JAKARTA - Laporan Indonesia Economic Prospect (IEP) oleh Bank Dunia Juni 2022 memprediksi perekonomian Indonesia akan tumbuh 5,1 persen pada 2022 dan naik menjadi 5,3 persen di 2023.
Menanggapi hal tersebut, pemerintah melalui Kementerian Keuangan (Kemenkeu) menilai proyeksi tersebut didasarkan pada beberapa faktor pendukung, seperti kepercayaan konsumen yang meningkat, nilai tukar perdagangan yang lebih baik, dan lonjakan permintaan yang tertahan.
Kepala Badan Kebijakan Fiskal (BKF) Kemenkeu Febrio Kacaribu mengatakan outlook Bank Dunia sejalan dengan rentang pertumbuhan ekonomi yang telah ditetapkan pemerintah.
“Ini mengindikasikan bahwa daya tahan Indonesia masih terjaga di tengah peningkatan risiko global,” ujarnya dalam keterangan pers pada Rabu, 22 Juni.
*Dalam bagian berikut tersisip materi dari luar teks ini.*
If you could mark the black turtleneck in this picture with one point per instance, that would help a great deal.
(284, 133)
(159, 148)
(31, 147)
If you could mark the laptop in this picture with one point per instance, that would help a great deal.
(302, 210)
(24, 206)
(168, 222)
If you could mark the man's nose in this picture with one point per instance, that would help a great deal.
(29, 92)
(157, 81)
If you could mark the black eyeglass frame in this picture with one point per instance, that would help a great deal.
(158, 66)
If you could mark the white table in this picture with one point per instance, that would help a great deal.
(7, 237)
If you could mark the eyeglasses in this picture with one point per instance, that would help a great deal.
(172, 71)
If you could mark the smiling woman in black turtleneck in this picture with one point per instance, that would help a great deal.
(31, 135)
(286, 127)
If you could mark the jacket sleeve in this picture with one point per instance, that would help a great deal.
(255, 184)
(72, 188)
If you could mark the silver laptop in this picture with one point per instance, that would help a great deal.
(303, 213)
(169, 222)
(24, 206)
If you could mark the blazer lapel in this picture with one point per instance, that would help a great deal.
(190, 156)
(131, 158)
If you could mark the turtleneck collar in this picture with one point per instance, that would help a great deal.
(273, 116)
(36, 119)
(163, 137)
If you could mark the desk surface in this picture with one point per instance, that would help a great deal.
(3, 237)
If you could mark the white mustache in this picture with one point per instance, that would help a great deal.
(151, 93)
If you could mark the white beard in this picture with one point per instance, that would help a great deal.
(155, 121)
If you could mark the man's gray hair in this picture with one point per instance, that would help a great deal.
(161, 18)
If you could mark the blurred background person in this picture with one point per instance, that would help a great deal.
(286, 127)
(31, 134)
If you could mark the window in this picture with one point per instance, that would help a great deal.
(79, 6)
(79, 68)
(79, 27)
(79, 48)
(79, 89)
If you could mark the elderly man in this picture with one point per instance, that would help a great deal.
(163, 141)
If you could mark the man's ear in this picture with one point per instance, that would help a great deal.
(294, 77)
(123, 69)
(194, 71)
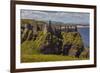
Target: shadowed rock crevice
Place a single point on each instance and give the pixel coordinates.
(48, 39)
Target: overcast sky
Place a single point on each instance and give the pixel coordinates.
(66, 17)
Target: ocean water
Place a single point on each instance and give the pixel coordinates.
(85, 36)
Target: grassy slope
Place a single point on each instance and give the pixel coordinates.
(46, 58)
(30, 51)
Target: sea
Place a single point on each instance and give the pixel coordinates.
(85, 36)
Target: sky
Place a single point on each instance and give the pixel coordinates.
(58, 16)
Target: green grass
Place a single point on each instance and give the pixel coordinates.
(47, 58)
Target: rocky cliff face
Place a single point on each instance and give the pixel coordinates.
(67, 43)
(59, 43)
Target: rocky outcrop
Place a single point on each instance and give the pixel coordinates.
(68, 43)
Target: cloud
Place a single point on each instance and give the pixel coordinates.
(66, 17)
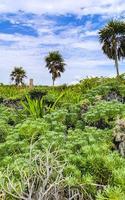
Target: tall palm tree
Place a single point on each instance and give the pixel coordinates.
(17, 75)
(55, 64)
(112, 38)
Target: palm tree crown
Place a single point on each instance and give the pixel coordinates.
(55, 64)
(17, 75)
(112, 38)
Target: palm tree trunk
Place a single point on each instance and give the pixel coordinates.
(116, 66)
(53, 81)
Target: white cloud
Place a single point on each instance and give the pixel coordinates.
(81, 7)
(77, 43)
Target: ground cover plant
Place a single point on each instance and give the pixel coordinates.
(63, 142)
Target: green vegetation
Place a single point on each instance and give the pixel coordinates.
(112, 37)
(55, 64)
(64, 142)
(17, 75)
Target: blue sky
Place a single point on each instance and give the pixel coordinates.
(30, 29)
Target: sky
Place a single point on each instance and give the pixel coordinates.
(30, 29)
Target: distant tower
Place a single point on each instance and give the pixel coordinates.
(31, 83)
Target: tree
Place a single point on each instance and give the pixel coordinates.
(112, 38)
(55, 64)
(17, 75)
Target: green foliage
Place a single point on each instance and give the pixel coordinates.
(63, 118)
(104, 113)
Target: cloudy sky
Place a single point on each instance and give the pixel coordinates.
(29, 29)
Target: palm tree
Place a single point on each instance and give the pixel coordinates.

Menurut Febrio, pemulihan ekonomi masih berlanjut meski di tengah situasi global yang semakin menantang, baik karena tekanan inflasi dunia, pengetatan kebijakan moneter eksternal, dan perburukan kondisi perekonomian global.
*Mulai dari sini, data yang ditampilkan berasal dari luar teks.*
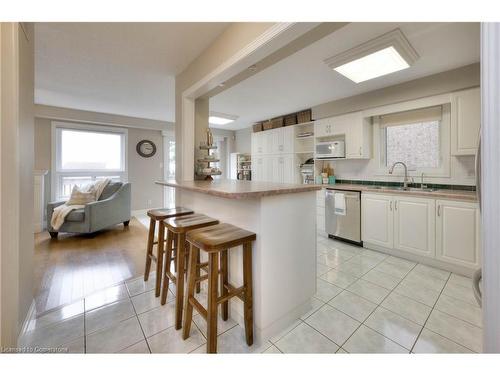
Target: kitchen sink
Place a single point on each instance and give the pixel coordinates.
(400, 188)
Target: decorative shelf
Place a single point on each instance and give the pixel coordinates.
(208, 160)
(208, 147)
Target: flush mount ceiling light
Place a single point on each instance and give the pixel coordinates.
(386, 54)
(217, 118)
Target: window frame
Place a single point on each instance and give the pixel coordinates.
(58, 174)
(444, 141)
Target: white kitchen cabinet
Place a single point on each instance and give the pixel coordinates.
(324, 127)
(414, 225)
(358, 136)
(458, 233)
(465, 121)
(257, 168)
(377, 219)
(257, 143)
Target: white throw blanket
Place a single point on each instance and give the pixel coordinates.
(60, 212)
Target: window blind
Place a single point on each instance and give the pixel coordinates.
(412, 117)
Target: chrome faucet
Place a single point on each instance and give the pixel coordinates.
(405, 182)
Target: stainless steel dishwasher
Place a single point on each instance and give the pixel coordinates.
(344, 221)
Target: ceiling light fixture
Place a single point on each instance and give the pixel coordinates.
(217, 118)
(386, 54)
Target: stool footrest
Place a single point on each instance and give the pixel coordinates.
(198, 306)
(233, 292)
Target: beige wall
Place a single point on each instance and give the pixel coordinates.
(16, 178)
(142, 172)
(243, 140)
(233, 39)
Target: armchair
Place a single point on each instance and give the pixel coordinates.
(113, 207)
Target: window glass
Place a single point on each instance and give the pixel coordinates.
(96, 151)
(415, 144)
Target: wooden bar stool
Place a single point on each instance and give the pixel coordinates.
(159, 214)
(216, 241)
(179, 226)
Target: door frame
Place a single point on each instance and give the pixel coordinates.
(490, 183)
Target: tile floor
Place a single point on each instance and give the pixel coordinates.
(366, 302)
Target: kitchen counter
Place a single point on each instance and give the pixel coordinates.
(237, 189)
(463, 195)
(283, 216)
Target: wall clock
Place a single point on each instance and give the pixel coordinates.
(146, 148)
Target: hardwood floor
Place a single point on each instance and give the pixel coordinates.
(74, 266)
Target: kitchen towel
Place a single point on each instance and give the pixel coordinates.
(339, 204)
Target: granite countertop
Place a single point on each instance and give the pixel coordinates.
(416, 192)
(236, 189)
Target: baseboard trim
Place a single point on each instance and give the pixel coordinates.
(139, 212)
(26, 322)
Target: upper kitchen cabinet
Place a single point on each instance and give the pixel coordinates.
(353, 128)
(465, 121)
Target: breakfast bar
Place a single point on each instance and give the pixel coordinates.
(284, 255)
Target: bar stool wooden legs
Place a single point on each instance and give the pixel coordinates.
(159, 215)
(216, 241)
(179, 226)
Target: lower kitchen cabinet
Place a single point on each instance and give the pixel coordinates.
(458, 233)
(443, 230)
(377, 220)
(414, 225)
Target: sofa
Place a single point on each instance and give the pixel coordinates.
(113, 207)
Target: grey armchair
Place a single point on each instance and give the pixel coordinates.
(113, 207)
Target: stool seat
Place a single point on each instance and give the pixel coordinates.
(184, 223)
(220, 236)
(165, 213)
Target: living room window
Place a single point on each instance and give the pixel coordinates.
(85, 153)
(418, 138)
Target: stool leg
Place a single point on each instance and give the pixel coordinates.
(213, 271)
(198, 273)
(179, 295)
(149, 250)
(223, 282)
(191, 277)
(247, 282)
(159, 258)
(168, 261)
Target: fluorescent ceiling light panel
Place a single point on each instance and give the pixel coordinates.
(216, 118)
(386, 54)
(374, 65)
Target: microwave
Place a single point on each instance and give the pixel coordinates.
(330, 150)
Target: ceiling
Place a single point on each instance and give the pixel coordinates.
(120, 68)
(303, 80)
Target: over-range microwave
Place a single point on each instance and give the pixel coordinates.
(330, 150)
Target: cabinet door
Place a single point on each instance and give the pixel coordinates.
(267, 141)
(457, 233)
(288, 139)
(269, 163)
(377, 219)
(465, 121)
(277, 141)
(414, 225)
(257, 168)
(289, 169)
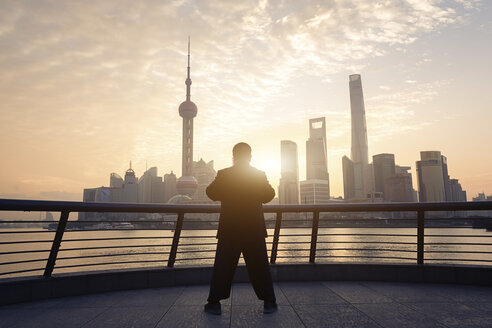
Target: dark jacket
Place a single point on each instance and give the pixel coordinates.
(242, 190)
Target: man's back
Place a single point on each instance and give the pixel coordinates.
(242, 190)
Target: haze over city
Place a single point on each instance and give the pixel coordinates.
(88, 86)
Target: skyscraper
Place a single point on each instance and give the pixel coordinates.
(288, 190)
(316, 161)
(316, 188)
(358, 114)
(430, 176)
(187, 184)
(398, 187)
(150, 187)
(169, 186)
(204, 174)
(358, 177)
(384, 167)
(130, 187)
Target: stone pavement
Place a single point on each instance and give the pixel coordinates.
(301, 304)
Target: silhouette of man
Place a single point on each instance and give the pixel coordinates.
(242, 190)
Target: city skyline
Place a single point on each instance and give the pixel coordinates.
(78, 101)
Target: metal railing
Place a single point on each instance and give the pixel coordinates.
(322, 244)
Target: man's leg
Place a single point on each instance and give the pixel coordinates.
(226, 258)
(255, 256)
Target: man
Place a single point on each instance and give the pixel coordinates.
(242, 190)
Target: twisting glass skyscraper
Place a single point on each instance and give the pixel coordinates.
(357, 171)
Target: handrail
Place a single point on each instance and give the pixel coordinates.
(65, 208)
(61, 206)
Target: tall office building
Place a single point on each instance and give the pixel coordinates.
(204, 174)
(358, 115)
(115, 181)
(187, 184)
(398, 187)
(314, 191)
(358, 177)
(316, 188)
(130, 187)
(316, 159)
(169, 186)
(150, 187)
(457, 194)
(288, 190)
(430, 176)
(384, 167)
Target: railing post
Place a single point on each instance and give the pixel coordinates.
(276, 236)
(177, 234)
(420, 236)
(55, 247)
(314, 237)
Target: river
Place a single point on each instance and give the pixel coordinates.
(197, 247)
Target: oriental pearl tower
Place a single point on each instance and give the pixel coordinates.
(187, 184)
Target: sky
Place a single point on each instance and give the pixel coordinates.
(88, 86)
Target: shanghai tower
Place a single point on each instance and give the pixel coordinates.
(357, 173)
(358, 111)
(187, 184)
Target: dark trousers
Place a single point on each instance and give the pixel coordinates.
(226, 258)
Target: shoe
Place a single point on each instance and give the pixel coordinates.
(270, 307)
(213, 308)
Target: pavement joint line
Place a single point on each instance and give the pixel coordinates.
(175, 300)
(290, 304)
(406, 304)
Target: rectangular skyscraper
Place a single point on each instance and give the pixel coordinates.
(384, 167)
(358, 178)
(316, 160)
(358, 114)
(316, 188)
(288, 190)
(430, 176)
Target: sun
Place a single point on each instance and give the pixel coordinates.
(269, 165)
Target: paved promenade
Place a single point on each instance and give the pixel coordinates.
(301, 304)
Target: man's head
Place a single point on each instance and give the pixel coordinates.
(241, 153)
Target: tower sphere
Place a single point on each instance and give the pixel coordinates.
(188, 109)
(186, 185)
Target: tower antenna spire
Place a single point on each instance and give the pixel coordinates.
(188, 79)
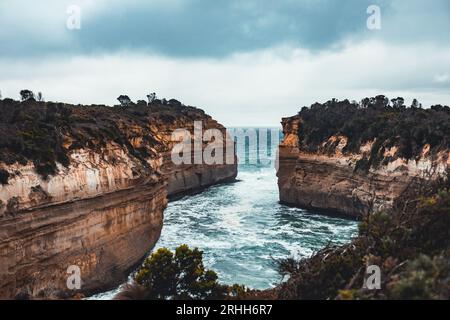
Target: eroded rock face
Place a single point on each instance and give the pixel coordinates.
(103, 211)
(330, 181)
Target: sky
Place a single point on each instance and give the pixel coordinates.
(245, 62)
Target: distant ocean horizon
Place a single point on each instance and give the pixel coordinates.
(242, 228)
"Setelah mampu tumbuh 3,7 persen di 2021, momentum pemulihan ekonomi Indonesia terus berlanjut hingga triwulan I 2022. Pertumbuhan ekonomi tercatat cukup tinggi di tingkat 5,0 persen meski sempat mengalami gelombang omicron,” tuturnya.
Lebih lanjut, anak buah Sri Mulyani itu menegaskan, jika Bank Dunia memberikan catatan antisipasi diperlukan jika kondisi global memburuk.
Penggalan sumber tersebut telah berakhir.